Mais revenons à notre chère République alpine. La loi qui a été votée le 7 octobre dernier annule toutes les condamnations prononcées par les tribunaux nazis, notamment les tribunaux qui décidaient de la stérilisation des personnes déclarées inaptes à assurer la descendance de la « race aryenne » (sentence des Erbgesundheitsgerichte).

Du coup, et c’est un autre point important de la loi, les victimes ont le droit de bénéficier du fonds national destiné aux victimes du nazisme. Dernière précision, deux questions ont été âprement débattues : devait-on permettre les réhabilitions au cas par cas ou de façon générale, pour tous ? La loi votée par les sociaux-démocrates et les conservateurs (formant la coalition au pouvoir), et les Verts (dans l’opposition) qui en sont à l’initiative, prévoit une réhabilitation globale des déserteurs mais pas des personnes condamnées pour mœurs contraires à la morale, de façon à pouvoir différencier les cas d’homosexualité des cas de pédophilie. Voilà pour la loi de 2009, qui a amené le porte-parole de la ministre de la justice, Heribert Donnerbauer, à s’inquiéter des conséquences de cette loi pour la jeunesse, rappelant que « la désertion reste un délit » (!). Quant aux représentants des deux partis d’extrême droite (29% de votants aux dernières législatives !), ils ont refusé de voter cette loi qui réhabilite, selon eux, « les assassins de [leurs] camarades ».

Quelle était la situation auparavant ? En 2005, une loi avait été votée par la coalition formée par la droite et l’extrême droite, mais les Verts et les sociaux-démocrates, qui la jugeaient bien insuffisante, s’y étaient opposés. Le terme « déserteur » n’était pas mentionné et cette loi (Aufhebungsgesetz) n’abrogeait que les décisions rendues par les tribunaux militaires. Les homosexuels, par exemple, restaient condamnés, et les personnes stérilisées de force, non reconnues comme victimes (l’homosexualité était condamnable jusqu’en 1971 dans le droit autrichien, 1982 en France). Avec la loi de 2005, les déserteurs emprisonnés ne pouvaient faire valoir les années passées en prison dans le calcul de leur retraite… contrairement aux membres de la SS et de la Wehrmacht, qui ne furent d’ailleurs pas très inquiétés dans l’Autriche d’après guerre. Voir à ce sujet la terrible histoire du bon Dr. Heinrich Gross, racontée ici en français.
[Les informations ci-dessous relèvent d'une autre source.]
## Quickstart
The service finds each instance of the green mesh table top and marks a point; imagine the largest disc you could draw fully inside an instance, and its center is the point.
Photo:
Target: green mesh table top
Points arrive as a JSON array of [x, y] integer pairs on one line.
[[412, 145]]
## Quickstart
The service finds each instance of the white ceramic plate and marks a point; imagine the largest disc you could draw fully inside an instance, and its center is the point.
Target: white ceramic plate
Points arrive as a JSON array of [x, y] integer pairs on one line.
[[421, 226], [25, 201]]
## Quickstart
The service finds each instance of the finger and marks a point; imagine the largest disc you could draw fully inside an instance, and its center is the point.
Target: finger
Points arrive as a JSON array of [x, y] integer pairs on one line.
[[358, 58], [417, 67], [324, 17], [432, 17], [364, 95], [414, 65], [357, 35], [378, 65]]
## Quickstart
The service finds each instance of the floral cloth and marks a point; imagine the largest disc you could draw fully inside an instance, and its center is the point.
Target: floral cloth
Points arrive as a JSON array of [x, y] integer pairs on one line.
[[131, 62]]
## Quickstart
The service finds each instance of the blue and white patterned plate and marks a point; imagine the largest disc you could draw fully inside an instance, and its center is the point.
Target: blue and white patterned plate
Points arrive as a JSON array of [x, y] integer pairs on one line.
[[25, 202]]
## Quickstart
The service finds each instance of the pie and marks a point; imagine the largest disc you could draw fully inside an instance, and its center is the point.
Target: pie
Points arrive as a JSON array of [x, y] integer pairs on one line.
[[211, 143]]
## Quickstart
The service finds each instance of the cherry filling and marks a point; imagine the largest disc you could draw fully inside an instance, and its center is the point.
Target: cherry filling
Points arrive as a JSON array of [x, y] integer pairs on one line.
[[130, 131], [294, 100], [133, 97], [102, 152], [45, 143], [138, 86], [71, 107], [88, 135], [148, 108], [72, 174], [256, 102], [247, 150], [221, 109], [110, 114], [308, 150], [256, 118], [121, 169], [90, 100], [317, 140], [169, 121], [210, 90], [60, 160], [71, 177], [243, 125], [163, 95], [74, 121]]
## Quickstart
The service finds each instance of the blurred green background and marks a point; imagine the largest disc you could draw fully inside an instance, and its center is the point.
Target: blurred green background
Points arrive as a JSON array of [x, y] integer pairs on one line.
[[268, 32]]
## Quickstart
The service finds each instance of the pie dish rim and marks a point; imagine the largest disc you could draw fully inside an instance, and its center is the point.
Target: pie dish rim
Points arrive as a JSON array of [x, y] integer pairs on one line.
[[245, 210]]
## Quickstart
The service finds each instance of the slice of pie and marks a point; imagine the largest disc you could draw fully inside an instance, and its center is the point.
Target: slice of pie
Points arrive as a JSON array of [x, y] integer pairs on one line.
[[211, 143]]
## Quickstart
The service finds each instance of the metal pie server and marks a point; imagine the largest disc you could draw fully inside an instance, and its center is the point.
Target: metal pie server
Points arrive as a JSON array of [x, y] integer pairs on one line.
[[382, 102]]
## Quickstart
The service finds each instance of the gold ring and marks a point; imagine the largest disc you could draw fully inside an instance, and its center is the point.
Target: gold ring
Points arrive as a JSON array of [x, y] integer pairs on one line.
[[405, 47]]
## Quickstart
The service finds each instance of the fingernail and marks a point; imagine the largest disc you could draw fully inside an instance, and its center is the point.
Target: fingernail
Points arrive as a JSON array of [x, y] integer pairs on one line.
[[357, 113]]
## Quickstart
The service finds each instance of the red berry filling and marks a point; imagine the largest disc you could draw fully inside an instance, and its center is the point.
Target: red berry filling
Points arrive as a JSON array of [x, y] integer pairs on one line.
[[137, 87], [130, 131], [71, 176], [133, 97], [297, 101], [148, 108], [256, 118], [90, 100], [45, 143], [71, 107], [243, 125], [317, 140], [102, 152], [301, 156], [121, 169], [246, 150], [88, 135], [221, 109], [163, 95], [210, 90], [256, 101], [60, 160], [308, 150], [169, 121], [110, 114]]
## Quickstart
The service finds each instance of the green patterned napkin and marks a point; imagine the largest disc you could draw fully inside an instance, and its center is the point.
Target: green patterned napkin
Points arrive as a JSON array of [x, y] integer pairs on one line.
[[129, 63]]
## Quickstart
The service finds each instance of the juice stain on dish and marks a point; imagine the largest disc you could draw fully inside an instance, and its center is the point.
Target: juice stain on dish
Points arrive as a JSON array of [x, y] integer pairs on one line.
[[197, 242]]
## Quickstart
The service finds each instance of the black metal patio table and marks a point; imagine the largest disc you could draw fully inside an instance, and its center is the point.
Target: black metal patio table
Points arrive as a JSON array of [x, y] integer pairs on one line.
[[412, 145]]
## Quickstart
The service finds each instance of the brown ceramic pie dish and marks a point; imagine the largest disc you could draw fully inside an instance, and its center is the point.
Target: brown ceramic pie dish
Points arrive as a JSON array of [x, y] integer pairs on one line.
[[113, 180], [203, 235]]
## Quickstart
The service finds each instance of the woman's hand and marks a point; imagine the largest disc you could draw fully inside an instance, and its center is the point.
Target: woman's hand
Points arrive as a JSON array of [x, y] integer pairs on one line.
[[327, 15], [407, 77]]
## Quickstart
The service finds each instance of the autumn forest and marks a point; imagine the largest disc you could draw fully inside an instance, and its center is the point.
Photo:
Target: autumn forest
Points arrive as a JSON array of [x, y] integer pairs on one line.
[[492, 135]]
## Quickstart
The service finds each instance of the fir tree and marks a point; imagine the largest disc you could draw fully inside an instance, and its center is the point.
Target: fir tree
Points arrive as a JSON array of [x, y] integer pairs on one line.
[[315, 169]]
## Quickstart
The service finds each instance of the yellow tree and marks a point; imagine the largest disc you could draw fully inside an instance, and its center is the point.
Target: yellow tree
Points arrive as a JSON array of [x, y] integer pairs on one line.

En Autriche, 1400 déserteurs ont été condamnés à mort et exécutés pendant la guerre (sur 15 000 dans tout le Reich). Beaucoup d’anciens déserteurs ont eu une vie très dure après guerre : le poète H.C. Artmann, par exemple, s’est vu refusé en 1946 un emploi de facteur car étant déserteur, il avait une condamnation inscrite dans son casier judiciaire. L’hebdomadaire profil dresse le portrait de nombreux déserteurs, dont celui du grand acteur Oskar Werner, choisi ici pour illustrer ce billet, par clin d’oeil aux fans des films de Truffaut.

Sources : Der Standard, profil.

Complément : sur la propension des différents gouvernements autrichiens à fleurir les tombes SS tout en laissant à l’abandon les cimetières juifs, voir, de votre serviteur, « L’Autriche et ses Juifs, 70 ans après », L’Arche, n° 607, décembre 2008/janvier 2009, pp. 86-88 (ici en pdf)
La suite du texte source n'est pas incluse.